The Jubilee government has performed dismally in the past 10 years, says a report by Amnesty International.
Amnesty International commissioned the report to review the progress made by Jubilee regarding five parameters political, social, economic and cultural rights and freedoms contained in the 2010 Constitution.
“Regrettably, the Jubilee administration did not meet the threshold of effective implementation in any of the five areas reviewed against the 23 sub-themes. As the Jubilee administration’s term ends, 28 million Kenyans remain deprived of basic social and economic rights, while over 4 million people currently sleep hungry,” reads the report.
Despite food security, affordable housing and universal healthcare being the hallmark of Jubilee’s promise, the report finds that the government performed below average in actualising its vision.
Although the government has put in place land reforms, issued more than 1.2 million title deeds, and implemented policies and programmes that support sustainable agriculture as well as maintain the sector’s contribution to around 33 per cent of the Gross Domestic Product (GDP), food insecurity and starvation continues to affect millions.
“The Jubilee government failed to effectively address unequal and inefficient food distribution and food wastage calculated at 40 per cent, caused by lack of storage facilities and poor infrastructure for accessing the market,” reads the report.
“Statistically, 53.5 per cent of Kenyans reported that they had sometimes or often gone without food in 2021, compared with 34 per cent in 2019. By June 2022, over 4 million people in Eastern Kenya were in urgent need of food aid, and more than half a million children were acutely malnourished,” said Amnesty International’s Lawrence Mute.
On universal health, the initial rollout of the programme in four counties, Kisumu, Isiolo, Nyeri and Machakos experienced headwinds from corruption, neglect of the health workforce, and irregular disbursements to counties. The result was patients paying out of pocket for public services, a prolonged 2019 health-worker strike, and delays in accessing healthcare.
The report found that although the Jubilee government promised every Kenyan decent housing through upgrading informal settlements and giving loans to low-income Kenyans to enable them build homes, little of the proceeds of the development went to the needy.

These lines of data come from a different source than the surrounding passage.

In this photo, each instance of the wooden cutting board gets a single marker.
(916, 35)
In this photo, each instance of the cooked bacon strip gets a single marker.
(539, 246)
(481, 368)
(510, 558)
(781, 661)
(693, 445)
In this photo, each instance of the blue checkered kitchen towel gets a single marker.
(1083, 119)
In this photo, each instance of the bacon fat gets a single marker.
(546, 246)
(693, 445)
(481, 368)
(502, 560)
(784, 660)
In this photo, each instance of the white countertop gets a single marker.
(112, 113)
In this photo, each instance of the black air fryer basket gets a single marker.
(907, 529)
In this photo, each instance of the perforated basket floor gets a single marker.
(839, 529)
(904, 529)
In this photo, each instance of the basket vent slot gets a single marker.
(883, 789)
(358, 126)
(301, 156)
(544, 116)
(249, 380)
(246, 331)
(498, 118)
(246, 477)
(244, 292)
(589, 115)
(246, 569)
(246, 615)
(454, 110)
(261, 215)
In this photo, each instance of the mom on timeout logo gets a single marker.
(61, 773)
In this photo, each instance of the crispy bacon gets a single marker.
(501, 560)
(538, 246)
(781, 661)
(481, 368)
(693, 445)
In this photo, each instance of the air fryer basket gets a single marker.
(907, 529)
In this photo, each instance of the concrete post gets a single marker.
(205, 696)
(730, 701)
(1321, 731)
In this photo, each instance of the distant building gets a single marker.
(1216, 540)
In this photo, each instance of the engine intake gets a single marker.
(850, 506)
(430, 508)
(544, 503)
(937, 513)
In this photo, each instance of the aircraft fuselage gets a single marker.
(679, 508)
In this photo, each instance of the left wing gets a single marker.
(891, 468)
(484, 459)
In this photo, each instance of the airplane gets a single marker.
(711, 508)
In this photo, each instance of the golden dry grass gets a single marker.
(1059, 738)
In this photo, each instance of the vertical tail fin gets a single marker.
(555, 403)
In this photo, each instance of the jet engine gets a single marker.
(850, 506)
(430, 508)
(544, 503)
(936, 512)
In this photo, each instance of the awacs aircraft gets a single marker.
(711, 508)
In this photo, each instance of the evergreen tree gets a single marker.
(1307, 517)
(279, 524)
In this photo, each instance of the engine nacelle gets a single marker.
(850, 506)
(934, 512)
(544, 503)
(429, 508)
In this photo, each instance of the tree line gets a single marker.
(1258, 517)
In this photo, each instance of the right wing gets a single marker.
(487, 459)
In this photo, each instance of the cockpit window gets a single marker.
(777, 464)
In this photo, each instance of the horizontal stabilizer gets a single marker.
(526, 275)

The report shows the programme has benefited higher-income households, the top 3 per cent of households that earn over Sh100,000.
“By concentrating on private-public-partnerships and targeting formal income earners, the programme has benefited higher-income households and not the initially intended lower-income households within the informal economy,” reads the report.
Responding to the report, Government spokesperson Cyrus Oguna argued that housing is segregated for low-income earners and for the middle class.
“These rates are way below the normal market rate which ordinarily would be twice the amount. The allegation that Affordable Housing products are only for the wealthy, and out of the reach of mwananchi is false, and not factual,” said Col (Rtd) Oguna.
The report says extrajudicial killings remained a common practice under the Jubilee government over the past decade.
“Forced evictions under Jubilee continued in breach of court judgments. In 2020, Chief Justice David Maraga highlighted his concern that the government had disregarded a court order against the eviction of families in Kariobangi on May 4, 2020 during the Covid-19 curfew,” reads the report.